# Engine wash TTRS



## Snappy79 (Dec 23, 2012)

Hi

Have someone done this.

What did you cover up before introducing water?

Thanks


----------



## Uncle_rob (Apr 25, 2014)

Snappy79 said:


> Hi
> 
> Have someone done this.
> 
> ...


Suggest aerospace 303. Spray on' agitate and rinse off. Little none powered water won't hurt it, if you're worried , damp cloth should be fine.

303 really are fantastic products.


----------



## HarveyTT (Sep 16, 2013)

Or go to home bargains and pick up their handheld steam cleaner for £15, I use that with AG Engine and machine cleaner

Auto Vision Detailing
Leeds/Bradford area
[email protected]


----------



## Snappy79 (Dec 23, 2012)

But parts of the engine should I wrap in plastic, before rinsing. Seem like there is alot of electronics in the engine bay.


----------



## Hoggy (May 8, 2002)

Hi, I wouldn't even dream of put lots of water on my engine.
Gunk spray & wet cloths would be the most I would do to clean it.
Is it really that dirty to require washing.
Hoggy.


----------



## Snappy79 (Dec 23, 2012)

As a detailer, everything is dirty.


----------



## Snappy79 (Dec 23, 2012)

I have done alot of detailing on the outside of the car, but have never done an engine before.


----------



## billyali86 (Jul 26, 2011)

Done this today, sprayed with a jet wash from a distance so the engine got a sprinkling of water. Then agitated with autoglym vinyl and rubber care and rubbed over with a wet cloth, came up pretty well..


----------



## darylbenfield (Jun 29, 2011)

Alternator, battery terminals, maf, avoid blasting the life out of it.


----------



## Snappy79 (Dec 23, 2012)

Where is the maf located.

Thanks


----------



## Hoggy (May 8, 2002)

Snappy79 said:


> As a detailer, everything is dirty.


Hi, I'm surprised a detailer would have let it get dirty  
Hoggy.


----------



## m-a-r-k (Nov 17, 2009)

I'm surprised he takes it out for a drive.
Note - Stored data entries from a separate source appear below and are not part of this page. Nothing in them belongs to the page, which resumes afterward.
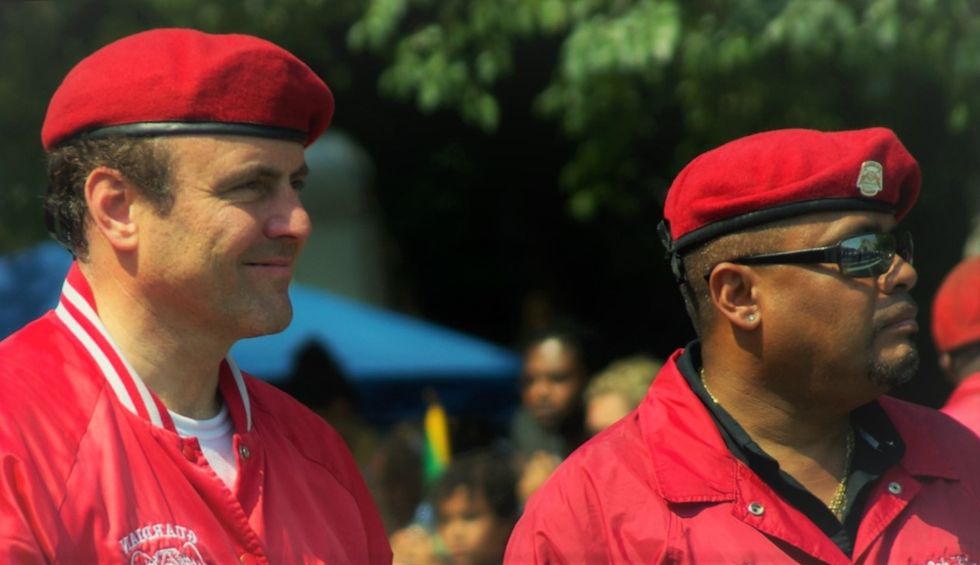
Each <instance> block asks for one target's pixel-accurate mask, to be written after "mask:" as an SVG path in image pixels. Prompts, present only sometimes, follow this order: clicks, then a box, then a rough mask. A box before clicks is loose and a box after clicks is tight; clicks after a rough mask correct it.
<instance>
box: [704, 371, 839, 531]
mask: <svg viewBox="0 0 980 565" xmlns="http://www.w3.org/2000/svg"><path fill="white" fill-rule="evenodd" d="M698 376H700V377H701V386H703V387H704V391H705V392H707V393H708V396H709V397H710V398H711V401H712V402H714V403H715V404H718V405H720V404H721V403H719V402H718V399H717V398H715V395H714V394H712V393H711V389H709V388H708V383H706V382H704V368H702V369H701V371H700V373H699V375H698ZM853 458H854V429H853V428H851V426H847V446H846V448H845V450H844V477H843V478H841V480H840V482H839V483H838V484H837V489H836V490H834V496H833V497H832V498H831V499H830V504H828V505H827V508H828V509H829V510H830V511H831V512H832V513H833V514H834V516H835V517H836V518H837V521H838V522H842V523H843V522H844V510H845V509H846V508H847V478H848V476H850V474H851V461H852V459H853Z"/></svg>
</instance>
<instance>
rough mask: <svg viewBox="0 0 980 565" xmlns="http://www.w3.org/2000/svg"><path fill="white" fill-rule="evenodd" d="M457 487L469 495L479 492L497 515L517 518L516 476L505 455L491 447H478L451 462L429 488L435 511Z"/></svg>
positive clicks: (449, 495) (509, 462)
mask: <svg viewBox="0 0 980 565" xmlns="http://www.w3.org/2000/svg"><path fill="white" fill-rule="evenodd" d="M460 487H465V488H467V489H468V490H469V491H470V495H471V496H475V495H477V494H482V495H483V497H484V499H486V501H487V504H488V505H489V506H490V509H491V510H492V511H493V513H494V515H495V516H497V517H498V518H503V519H505V520H514V519H516V518H517V509H518V506H517V490H516V489H517V475H516V473H515V472H514V469H513V468H512V467H511V464H510V460H509V458H508V457H506V456H504V455H501V454H499V453H497V452H496V451H494V450H493V449H481V450H477V451H471V452H469V453H466V454H463V455H461V456H460V457H459V458H458V459H456V460H455V461H453V462H452V463H451V464H450V465H449V467H448V468H447V469H446V473H445V474H444V475H443V476H442V477H441V478H440V479H439V482H438V483H436V485H435V488H434V489H433V490H432V501H433V505H434V506H435V507H436V511H437V513H438V506H439V503H440V502H442V501H444V500H446V499H448V498H450V497H451V496H452V495H453V493H454V492H455V491H456V489H458V488H460Z"/></svg>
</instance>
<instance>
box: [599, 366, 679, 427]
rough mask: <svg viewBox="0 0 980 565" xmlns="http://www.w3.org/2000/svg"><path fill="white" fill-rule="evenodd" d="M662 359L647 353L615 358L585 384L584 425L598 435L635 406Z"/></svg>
mask: <svg viewBox="0 0 980 565" xmlns="http://www.w3.org/2000/svg"><path fill="white" fill-rule="evenodd" d="M662 366H663V362H661V361H658V360H656V359H653V358H652V357H648V356H646V355H636V356H634V357H627V358H625V359H619V360H617V361H614V362H613V363H612V364H611V365H609V366H608V367H606V368H605V369H603V370H602V372H601V373H599V374H598V375H596V376H595V377H592V380H591V381H590V382H589V385H588V386H587V387H585V395H584V396H585V429H586V431H587V432H588V433H589V435H595V434H597V433H599V432H601V431H602V430H604V429H606V428H608V427H609V426H611V425H612V424H614V423H616V422H618V421H619V420H620V419H622V418H623V417H624V416H626V415H627V414H629V413H630V412H632V411H633V410H634V409H636V407H637V406H639V405H640V402H642V401H643V397H644V396H646V393H647V389H648V388H650V383H651V382H653V377H654V376H656V374H657V371H659V370H660V368H661V367H662Z"/></svg>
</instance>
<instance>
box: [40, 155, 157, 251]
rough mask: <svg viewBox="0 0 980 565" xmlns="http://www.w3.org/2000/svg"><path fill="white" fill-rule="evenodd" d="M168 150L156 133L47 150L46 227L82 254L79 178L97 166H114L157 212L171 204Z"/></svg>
mask: <svg viewBox="0 0 980 565" xmlns="http://www.w3.org/2000/svg"><path fill="white" fill-rule="evenodd" d="M170 162H171V161H170V153H169V151H167V150H166V148H165V147H164V146H163V144H162V143H160V140H159V138H146V137H116V138H107V139H79V140H76V141H72V142H71V143H67V144H65V145H63V146H61V147H58V148H56V149H53V150H52V151H51V152H50V153H48V182H49V184H48V191H47V194H46V195H45V198H44V213H45V220H46V222H47V224H48V231H49V232H51V234H52V235H53V236H54V237H55V238H56V239H57V240H58V241H59V242H60V243H61V244H62V245H64V246H65V247H67V248H68V249H69V250H70V251H71V252H72V254H73V255H75V256H76V257H79V258H81V259H85V258H86V256H87V255H88V240H87V239H86V237H85V222H86V221H87V218H88V206H87V205H86V203H85V182H86V180H87V179H88V176H89V174H90V173H91V172H92V171H93V170H94V169H95V168H97V167H108V168H110V169H115V170H117V171H119V172H120V173H121V174H122V175H123V176H124V177H126V179H127V180H129V182H131V183H132V184H133V185H134V186H135V187H137V189H138V190H140V193H141V194H142V195H143V196H144V197H145V198H146V199H147V200H148V201H149V202H150V203H151V205H152V206H153V207H154V210H155V211H156V212H157V213H158V214H160V215H166V214H167V213H169V212H170V209H171V208H172V207H173V192H172V191H171V189H170V184H171V183H170V181H171V178H170Z"/></svg>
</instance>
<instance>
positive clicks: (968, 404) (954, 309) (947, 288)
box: [932, 255, 980, 435]
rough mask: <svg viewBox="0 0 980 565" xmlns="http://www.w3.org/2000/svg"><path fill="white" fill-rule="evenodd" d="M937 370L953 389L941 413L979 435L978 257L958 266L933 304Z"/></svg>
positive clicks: (978, 268)
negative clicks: (939, 367)
mask: <svg viewBox="0 0 980 565" xmlns="http://www.w3.org/2000/svg"><path fill="white" fill-rule="evenodd" d="M932 339H933V341H934V342H935V343H936V350H937V351H939V366H940V367H941V368H942V369H943V371H944V372H945V373H946V376H947V377H949V380H950V381H951V382H952V383H953V385H954V386H956V389H955V390H954V391H953V394H952V395H951V396H950V397H949V399H948V400H947V401H946V405H945V406H943V408H942V411H943V412H945V413H947V414H949V415H950V416H952V417H953V418H955V419H957V420H959V421H960V423H961V424H963V425H964V426H966V427H968V428H970V429H971V430H973V432H974V433H976V434H977V435H980V255H978V256H975V257H968V258H966V259H964V260H963V261H961V262H960V264H958V265H957V266H956V267H955V268H954V269H953V270H952V271H951V272H950V273H949V274H948V275H946V279H945V280H943V284H942V285H940V287H939V291H938V292H937V293H936V297H935V298H934V299H933V302H932Z"/></svg>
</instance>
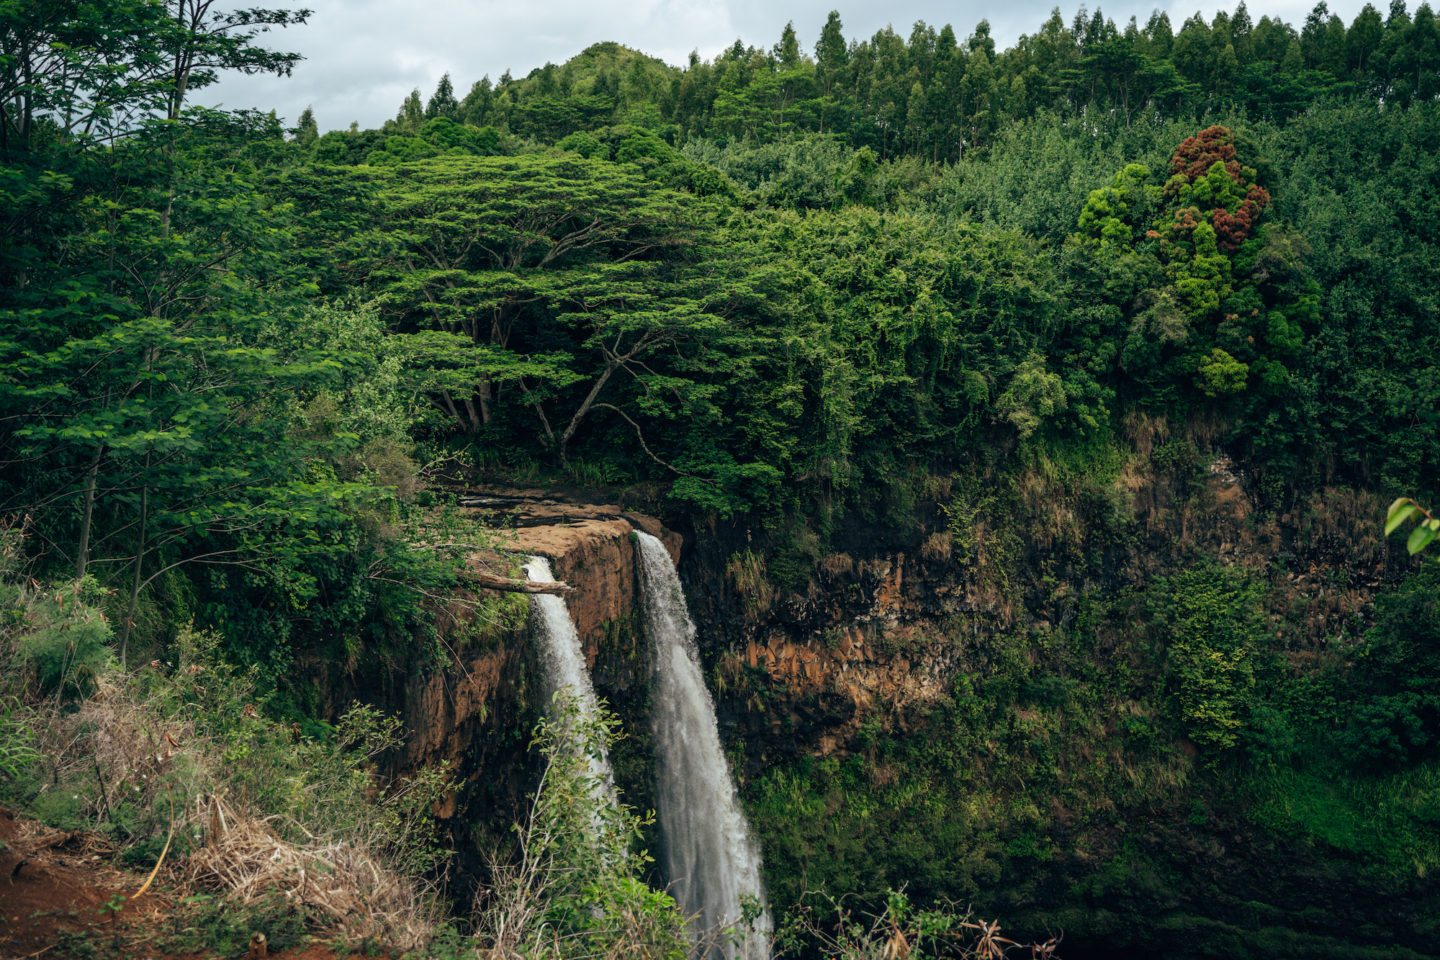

I mean, what's the point if it's going to get dirty again?


----------



## Snappy79 (Dec 23, 2012)

Hoggy said:


> Snappy79 said:
> 
> 
> > As a detailer, everything is dirty.
> ...


Hey stupid... I just bought the car.


----------



## Hoggy (May 8, 2002)

[smiley=stupid.gif] [smiley=thumbsup.gif] 
Hoggy.


----------



## Snappy79 (Dec 23, 2012)




----------